All the main characters are based on real highwaymen, being Dick Turpin, Tom King, Sixteen String Jack, and Claude Duval (who died 35 years before Turpin was born, in reality), oh, and Bess, Turpin's extraordinary loyal mare. The Young Pretender, Charles Edward Stuart is also shoehorned in and Turpin and company take part in his uprising, again, playing fast and loose with dates, since Turpin was dead before 1745. Some people will shake their fist at this historical mess, but for me that was part of the appeal. It's a romance, people!

There is a whole lot of everything in here, so let's get to some of what's good in this giant-ass book: pirates, codgers murdered for hidden gold, possible ghosts, monsters or exotic animals (the Tazmanian Tiger!), heroes on trial, heroes as witnesses at trial, evil asylum keepers, villains angling for inheritance, tons of Newgate prison, damsels in distress, secret lovers, anonymous lovers, haunted mansions, spooky basements, comical landed gentry, battle scenes, stereotypical Scotsmen, full moons, way too many dragoons, fields, hedgerows, and a sizable dose of highway robbery.

Despite these dramatic varieties and gothic delights, the adventure is typical of episodic content in that it is extremely repetitive and anyone trying to read it in as small a space of time as I did may find themselves a little tired of the endless supply of full-moon nights where our heroes cry “Stand and deliver!” to a coach or horseman and then must flee magically appearing soldiers across fields and over the hedgerows which seem to zig-zag all across 18th century England. Nearly every place they go is just down the road from London, various heaths and Epping Forest, all of which have since been absorbed by London. There are inns and public houses and crooked people just itching to turn in our heroes for reward money.

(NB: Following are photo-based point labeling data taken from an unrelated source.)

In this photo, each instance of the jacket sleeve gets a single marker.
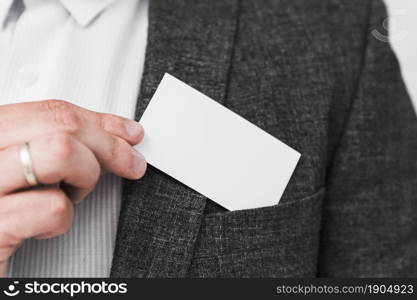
(369, 217)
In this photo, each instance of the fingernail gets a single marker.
(133, 128)
(139, 164)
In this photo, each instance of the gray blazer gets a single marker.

The dialogue is loaded with lines like “Hark!” and “Hark again!” and in fact dialogue is one of the biggest bulking tools, in which Viles frequently uses a device where characters will interrupt one another and bicker before giving exposition.

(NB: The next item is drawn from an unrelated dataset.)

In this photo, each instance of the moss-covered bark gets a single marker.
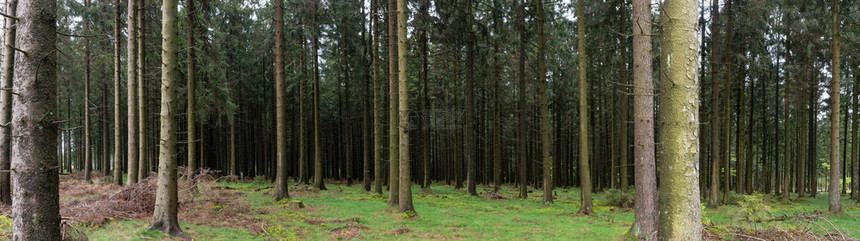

Our heroes, despite being wanted criminals, are fiercely English and shrink from leaving English soil (this is the sales pitch to the young Brits this stuff was intended for), although the three supporting highwaymen do run off and have an adventure in France, but they return as soon as possible.

In spite of the disregard for characters' actual timelines, there is historical value, for Viles continuous points out differences between the 1720s and 1860s, making a kind of oasis in the 300 year desert between the reader of today and these events.

While Viles is by no means thoroughly able in interweaving plot threads or creating the grand soap-opera that these series can sometimes be, he is never shy about introducing an interesting idea, and there are some memorable episodes, including Turpin witnessing a murder and taking the stand at risk of his life to help a lady in distress. Tom King and Turpin hiding in a sealed mansion and discovering walled up corpses and later learning they aren't alone is another.

Viewed as a traditional plotted work, this may be something of a disaster, but taking in on its own terms or even viewed as a strange trip, “Black Bess” actually excels. This is a strange drug, but it's still my drug. I've actually also ordered Viles' “Blueskin” as well.

This madness has something for everybody, even if you can't read it all. I'm going to take a break from the series before diving into the equally giant “Volume 2”, after all, one book is like 10 books.